Er zijn veel zaken waar men aan moet denken wanneer men buitenlandse medereligieuzen uitnodigt en ontvangt. Is er genoeg draagvlak en draagkracht om hen te begeleiden? Wat moet er vooraf allemaal geregeld worden aan documenten? Wat zijn de plannen voor de medebroeders of -zusters die naar Nederland komen? Zijn die haalbaar?

De KNR heeft dit vademecum Internationalisering opgesteld ten behoeve van bestuurders van religieuze instituten in Nederland die buitenlandse leden hebben uitgenodigd naar Nederland of dat willen gaan doen. Hiermee wil de KNR relevante informatie en inzichten die de afgelopen decennia zijn opgedaan binnen verschillende religieuze instituten, op overzichtelijke manier beschikbaar stellen. Bij de samenstelling van dit vademecum is gebruik gemaakt van zowel eigen documenten van de KNR (het rapport Kleurrijk Religieus Leven uit 2006 en verslagen van platformdagen Internationalisering Religieuze Instituten) als beleidsdocumenten van verschillende religieuze instituten die een lange weg zijn gegaan in het proces van internationalisering (SVD, CSSp, SSpS, FDNSC). Verder zijn ter voorbereiding interviews gehouden met leden van verschillende instituten: zowel buitenlandse als Nederlandse religieuzen en zowel actieve als contemplatieve religieuzen.

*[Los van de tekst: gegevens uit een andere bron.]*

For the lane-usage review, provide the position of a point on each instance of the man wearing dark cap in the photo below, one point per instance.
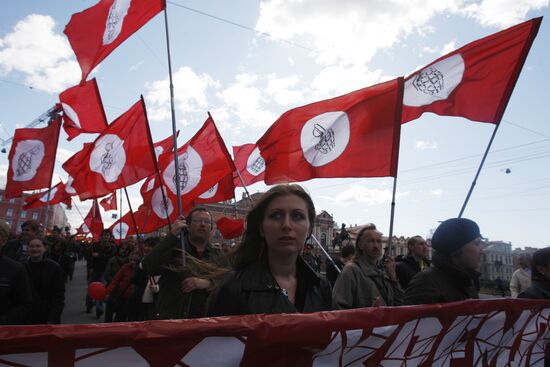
(454, 276)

In dit Vademecum Internationalisering verwerkt de KNR dus niet zozeer theoretische kennis, maar vooral de schat aan ervaringen van haar leden. Al gaande hebben instituten, soms door schade en schande, veel geleerd over processen van internationalisering. Het is goed om informatie daarover te blijven delen. Het is tevens goed om te beseffen dat er geen blauwdruk is voor de te volgen koers. Wat voor de ene gemeenschap werkt, werkt niet per se in andere situaties. Internationalisering is mensenwerk, wat betekent dat de manier waarop dingen verlopen sterk afhangt van de betrokken personen, hun persoonlijkheid, talenten, gaven en beperkingen.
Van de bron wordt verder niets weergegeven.